Since their new base of operation was unknown to me and the security was improved after my last escape, the chance of repeat success was slim to none, but I never liked combinatorics! What brought it to a round zero was the comically large hammer bonking a bobblehead version of me every single fucking day.

For maturity's sake, I could understand the lions, possibly sympathize with them. All they wanted was their old boss back, a noble goal. The methods were questionable and the morality not there, but they were chill about it, so water under the bridge, the bridge built above a dry river.

They no longer talked to me. And that shit bothered me. They didn't acknowledge my existence, as though I was a ghost haunting their halls! Not even a minimal greeting, nothing! Who did I have to blame for that? Me, I, or myself?

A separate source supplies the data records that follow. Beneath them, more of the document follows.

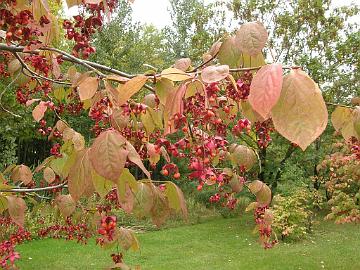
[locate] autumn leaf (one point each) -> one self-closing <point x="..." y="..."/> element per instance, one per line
<point x="107" y="154"/>
<point x="160" y="209"/>
<point x="176" y="198"/>
<point x="88" y="87"/>
<point x="182" y="64"/>
<point x="66" y="204"/>
<point x="213" y="74"/>
<point x="243" y="156"/>
<point x="342" y="120"/>
<point x="101" y="185"/>
<point x="135" y="158"/>
<point x="154" y="155"/>
<point x="255" y="186"/>
<point x="230" y="53"/>
<point x="39" y="111"/>
<point x="21" y="173"/>
<point x="175" y="75"/>
<point x="3" y="204"/>
<point x="143" y="201"/>
<point x="174" y="105"/>
<point x="127" y="239"/>
<point x="300" y="114"/>
<point x="265" y="89"/>
<point x="79" y="180"/>
<point x="17" y="208"/>
<point x="49" y="175"/>
<point x="251" y="38"/>
<point x="162" y="89"/>
<point x="130" y="88"/>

None of the above! It was the psycho hybrid's fault!

It's all her fucking fault!

If she hadn't ordered those two schmucks to snatch me under Ten's snout, I knew for certain the government would've found me and put an end to this fuckass adventure. Go here! Go there! Make friends! Make foes! Final boss battle! Shit RNG!! FUCK THIS SHIT!!!

On the outside, in the dark room illuminated solely by a television straight from the 90s on the verge of imploding, I exhaled weakly.

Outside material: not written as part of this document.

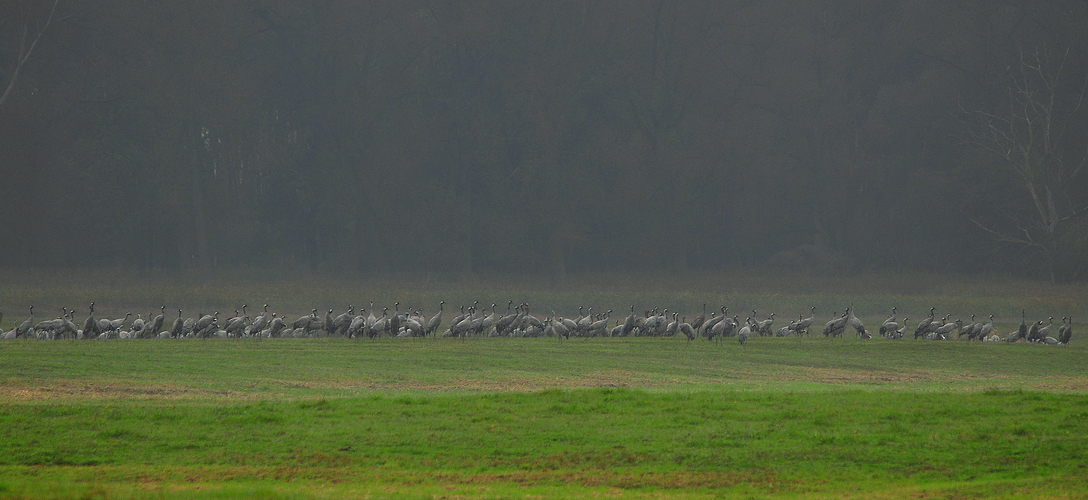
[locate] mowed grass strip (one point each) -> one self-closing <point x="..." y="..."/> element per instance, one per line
<point x="516" y="417"/>
<point x="336" y="367"/>
<point x="607" y="437"/>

I was tired, okay? And Melon...

She wasn't like the others.

This room I was in, disallowed to leave lest I get beaten again, was as ordinary as it could get. Almost like a tiny apartment, three parts made a whole; the main bedroom where I spent a majority of my time rotting away, a bathroom, and a kitchen corner. The kitchen was devoid of everything, stripped down to its cement bones, not even a microwave to make chicken nuggets like a lazy potato. That product existed in the Black Market and, of course, the various shapes were of dinosaurs.